В тот же день, когда Толстяк прибыл в маки, он вместе с Клодом, Трентье и горсткой людей выехал вечером взрывать эшелон с войсками. Темнело поздно; они отправились засветло и, найдя укрытое деревьями место, стали закладывать заряды вдоль рельсов. Трентье взялся дотянуть детонирующий шнур до ближайшего пригорка и притаился за ним – он будет подрывником. Выше по направлению движения поезда выставили разведчика с туманным горном. Вокруг места операции рассыпались две группы стрелков – прикрытие; в одной из них были Толстяк, Клод и молодой испуганный новобранец. У всех были “Стэны” и “Марлины”.
– Не тяжело держать пэ-пэ-шку? – шепнул Толстяк парню, чтобы отвлечь того разговором.
– Нет, месье.
– Тебя как зовут?
– Гиньоль[231] 231
От фр. Guignol – Петрушка, паяц.
[Закрыть]. Это не настоящее имя, но меня так называют в шутку.

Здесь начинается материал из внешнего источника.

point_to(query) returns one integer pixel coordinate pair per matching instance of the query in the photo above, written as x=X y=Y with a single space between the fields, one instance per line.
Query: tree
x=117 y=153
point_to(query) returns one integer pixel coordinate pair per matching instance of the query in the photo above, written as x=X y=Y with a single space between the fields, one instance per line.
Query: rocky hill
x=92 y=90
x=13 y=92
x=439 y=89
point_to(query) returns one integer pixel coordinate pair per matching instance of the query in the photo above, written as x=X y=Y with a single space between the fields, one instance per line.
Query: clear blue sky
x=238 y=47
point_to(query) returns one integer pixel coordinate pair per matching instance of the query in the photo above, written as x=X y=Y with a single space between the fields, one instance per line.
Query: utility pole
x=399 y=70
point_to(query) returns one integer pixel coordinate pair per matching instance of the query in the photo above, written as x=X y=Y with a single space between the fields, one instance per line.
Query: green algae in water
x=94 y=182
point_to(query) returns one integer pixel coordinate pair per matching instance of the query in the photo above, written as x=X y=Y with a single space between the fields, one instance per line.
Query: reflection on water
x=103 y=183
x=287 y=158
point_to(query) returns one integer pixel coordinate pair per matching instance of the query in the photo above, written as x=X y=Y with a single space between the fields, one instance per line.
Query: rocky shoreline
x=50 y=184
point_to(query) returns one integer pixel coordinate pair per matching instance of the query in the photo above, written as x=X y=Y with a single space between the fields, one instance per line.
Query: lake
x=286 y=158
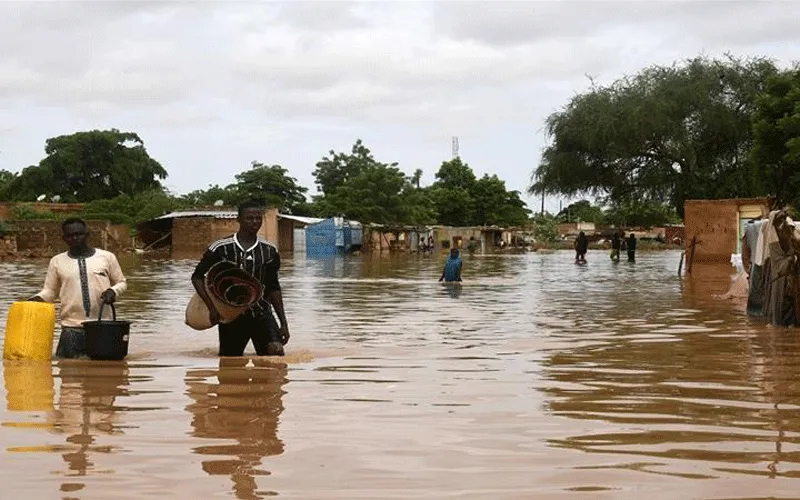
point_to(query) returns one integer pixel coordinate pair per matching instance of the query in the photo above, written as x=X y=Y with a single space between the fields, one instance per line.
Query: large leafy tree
x=271 y=185
x=776 y=129
x=86 y=166
x=359 y=187
x=463 y=200
x=666 y=134
x=6 y=179
x=452 y=193
x=336 y=169
x=496 y=206
x=582 y=211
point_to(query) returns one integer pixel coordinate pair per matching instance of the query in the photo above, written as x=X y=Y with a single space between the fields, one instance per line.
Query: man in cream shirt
x=81 y=278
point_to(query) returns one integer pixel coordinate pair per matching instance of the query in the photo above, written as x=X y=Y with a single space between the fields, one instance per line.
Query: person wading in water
x=261 y=259
x=82 y=278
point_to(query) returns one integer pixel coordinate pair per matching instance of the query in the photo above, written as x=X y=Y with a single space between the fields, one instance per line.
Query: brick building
x=718 y=225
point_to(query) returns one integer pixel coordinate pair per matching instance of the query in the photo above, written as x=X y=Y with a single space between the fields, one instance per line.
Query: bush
x=27 y=212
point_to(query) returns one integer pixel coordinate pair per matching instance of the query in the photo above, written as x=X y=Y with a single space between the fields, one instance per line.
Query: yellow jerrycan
x=29 y=331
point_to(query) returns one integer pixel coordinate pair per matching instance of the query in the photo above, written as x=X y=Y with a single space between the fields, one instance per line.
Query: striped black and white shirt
x=261 y=260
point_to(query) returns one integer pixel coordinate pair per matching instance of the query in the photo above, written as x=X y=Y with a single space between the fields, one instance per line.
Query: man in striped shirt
x=261 y=259
x=81 y=278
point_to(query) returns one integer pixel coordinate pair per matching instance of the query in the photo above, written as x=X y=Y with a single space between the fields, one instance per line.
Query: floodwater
x=537 y=378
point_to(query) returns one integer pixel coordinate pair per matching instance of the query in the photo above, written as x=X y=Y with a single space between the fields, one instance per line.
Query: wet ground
x=537 y=378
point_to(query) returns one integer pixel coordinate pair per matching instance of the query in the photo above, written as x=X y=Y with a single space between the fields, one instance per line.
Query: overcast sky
x=212 y=86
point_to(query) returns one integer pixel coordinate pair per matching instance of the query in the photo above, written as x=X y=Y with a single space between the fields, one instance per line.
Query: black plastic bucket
x=107 y=339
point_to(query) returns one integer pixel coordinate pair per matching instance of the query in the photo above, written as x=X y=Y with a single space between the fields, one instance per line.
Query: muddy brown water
x=537 y=378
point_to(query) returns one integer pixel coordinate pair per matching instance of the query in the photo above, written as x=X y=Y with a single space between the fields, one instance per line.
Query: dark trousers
x=262 y=330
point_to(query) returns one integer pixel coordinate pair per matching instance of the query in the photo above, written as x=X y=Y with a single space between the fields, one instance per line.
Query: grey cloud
x=510 y=23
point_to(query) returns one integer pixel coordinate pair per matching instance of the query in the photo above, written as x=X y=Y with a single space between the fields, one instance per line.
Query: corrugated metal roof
x=304 y=220
x=201 y=213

– Это не шутка, – возразил Толстяк тоном знатока, – а боевое прозвище. Боевое прозвище – важная штука. Знаешь, как меня называют? Толстяк.

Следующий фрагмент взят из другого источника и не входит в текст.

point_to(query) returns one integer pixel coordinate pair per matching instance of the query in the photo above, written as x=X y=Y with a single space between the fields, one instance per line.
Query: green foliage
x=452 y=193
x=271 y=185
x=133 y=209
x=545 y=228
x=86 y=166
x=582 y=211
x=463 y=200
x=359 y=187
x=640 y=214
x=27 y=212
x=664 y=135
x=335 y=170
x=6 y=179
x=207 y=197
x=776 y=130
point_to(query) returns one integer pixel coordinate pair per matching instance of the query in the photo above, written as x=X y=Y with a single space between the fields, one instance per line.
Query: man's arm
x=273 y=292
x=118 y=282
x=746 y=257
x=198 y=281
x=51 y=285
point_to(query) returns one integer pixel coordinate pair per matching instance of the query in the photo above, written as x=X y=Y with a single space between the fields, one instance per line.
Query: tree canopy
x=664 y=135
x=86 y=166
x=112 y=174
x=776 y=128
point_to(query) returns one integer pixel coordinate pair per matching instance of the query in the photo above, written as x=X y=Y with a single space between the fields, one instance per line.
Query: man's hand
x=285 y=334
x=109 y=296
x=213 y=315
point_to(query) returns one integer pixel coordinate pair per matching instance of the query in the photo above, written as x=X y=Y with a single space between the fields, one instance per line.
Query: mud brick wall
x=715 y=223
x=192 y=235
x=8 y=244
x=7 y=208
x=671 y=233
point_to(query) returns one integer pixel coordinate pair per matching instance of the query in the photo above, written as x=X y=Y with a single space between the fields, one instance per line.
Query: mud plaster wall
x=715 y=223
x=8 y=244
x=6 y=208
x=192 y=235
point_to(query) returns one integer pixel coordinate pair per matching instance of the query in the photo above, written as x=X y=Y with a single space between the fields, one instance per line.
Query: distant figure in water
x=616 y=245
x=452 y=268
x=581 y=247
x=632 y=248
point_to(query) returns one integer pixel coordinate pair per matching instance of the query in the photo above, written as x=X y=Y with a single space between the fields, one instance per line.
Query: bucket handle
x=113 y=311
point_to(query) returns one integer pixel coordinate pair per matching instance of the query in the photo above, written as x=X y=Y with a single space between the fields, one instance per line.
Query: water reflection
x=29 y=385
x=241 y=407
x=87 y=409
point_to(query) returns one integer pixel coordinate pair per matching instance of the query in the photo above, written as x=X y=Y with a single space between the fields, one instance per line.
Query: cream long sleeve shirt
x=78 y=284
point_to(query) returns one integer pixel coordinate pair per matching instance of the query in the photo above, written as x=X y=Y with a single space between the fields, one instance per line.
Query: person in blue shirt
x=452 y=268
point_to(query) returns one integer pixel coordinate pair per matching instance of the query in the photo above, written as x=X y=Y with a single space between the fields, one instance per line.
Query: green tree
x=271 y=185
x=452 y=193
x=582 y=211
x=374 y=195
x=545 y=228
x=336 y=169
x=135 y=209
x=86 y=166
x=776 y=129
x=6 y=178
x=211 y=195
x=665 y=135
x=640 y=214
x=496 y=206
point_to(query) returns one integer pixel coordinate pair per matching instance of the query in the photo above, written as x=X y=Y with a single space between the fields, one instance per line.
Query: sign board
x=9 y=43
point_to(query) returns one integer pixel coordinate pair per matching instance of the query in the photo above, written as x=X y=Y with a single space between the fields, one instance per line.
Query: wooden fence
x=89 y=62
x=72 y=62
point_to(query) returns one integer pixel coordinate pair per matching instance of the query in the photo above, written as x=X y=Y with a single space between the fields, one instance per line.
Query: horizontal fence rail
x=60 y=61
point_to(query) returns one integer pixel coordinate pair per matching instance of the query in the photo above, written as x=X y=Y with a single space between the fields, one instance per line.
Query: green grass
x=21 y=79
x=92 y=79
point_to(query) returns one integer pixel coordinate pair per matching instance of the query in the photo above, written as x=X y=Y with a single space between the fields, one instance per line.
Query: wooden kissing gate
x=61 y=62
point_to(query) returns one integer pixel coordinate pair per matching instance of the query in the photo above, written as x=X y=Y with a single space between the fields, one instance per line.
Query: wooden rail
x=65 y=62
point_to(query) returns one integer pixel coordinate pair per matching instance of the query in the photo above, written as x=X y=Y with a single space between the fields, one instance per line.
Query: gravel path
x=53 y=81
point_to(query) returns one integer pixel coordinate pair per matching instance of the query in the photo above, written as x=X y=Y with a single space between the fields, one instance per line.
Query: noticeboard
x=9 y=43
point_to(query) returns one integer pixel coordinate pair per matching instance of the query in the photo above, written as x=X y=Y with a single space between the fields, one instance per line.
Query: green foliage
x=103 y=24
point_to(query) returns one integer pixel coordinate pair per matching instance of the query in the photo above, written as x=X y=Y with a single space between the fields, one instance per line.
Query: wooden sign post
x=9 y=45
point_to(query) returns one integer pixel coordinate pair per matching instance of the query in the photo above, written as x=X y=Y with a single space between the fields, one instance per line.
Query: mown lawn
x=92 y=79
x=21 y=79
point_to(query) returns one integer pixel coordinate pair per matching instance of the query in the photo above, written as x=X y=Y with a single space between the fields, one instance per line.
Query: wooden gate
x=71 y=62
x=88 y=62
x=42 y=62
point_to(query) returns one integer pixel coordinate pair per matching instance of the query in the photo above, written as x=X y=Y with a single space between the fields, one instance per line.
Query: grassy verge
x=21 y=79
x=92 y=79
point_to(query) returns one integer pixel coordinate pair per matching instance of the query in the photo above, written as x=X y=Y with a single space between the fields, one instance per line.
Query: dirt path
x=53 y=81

Парень, не проронив ни звука, внимательно слушал.
– Так что это не насмешка, – продолжал Толстяк, – это особенность, я такой из-за болезни. Ты не знаешь, тебя не было с нами в Уонборо, но, так или иначе, это стало моим боевым прозвищем.
Клод в сгущающихся сумерках укоризненно стукнул Толстяка: тот по оплошности выдал одно из мест секретнейшей подготовки УСО. Но парень ничего не понял.
– Хочешь шоколадку, солдатик? – предложил гигант.
Тот кивнул. Рядом с этим внушительным британским агентом ему было не так страшно. Однажды он всем расскажет, авось ему поверят: да, он воевал бок о бок с английским агентом.
– А ты, Попик, хочешь шоколадку?
– Нет, спасибо.
Толстяк пошарил в кармане, вытащил оттуда плитку шоколада и разломил пополам; смеркалось, и в кустах, где они залегли, было мало что видно.
– Держи, товарищ, это придаст тебе храбрости.
Толстяк протянул мальчику кусок шоколада, и тот благодарно запихнул его в рот, целиком.
– Вкусно, правда? – поинтересовался Толстяк.
– Да, – произнес юный боец.
Жевал он с огромным трудом. Клод хихикал про себя – это был пластит. Вскоре послышался сигнал туманного горна, потом звук приближающегося поезда. Когда тот проезжал мимо деревьев, раздался оглушительный взрыв.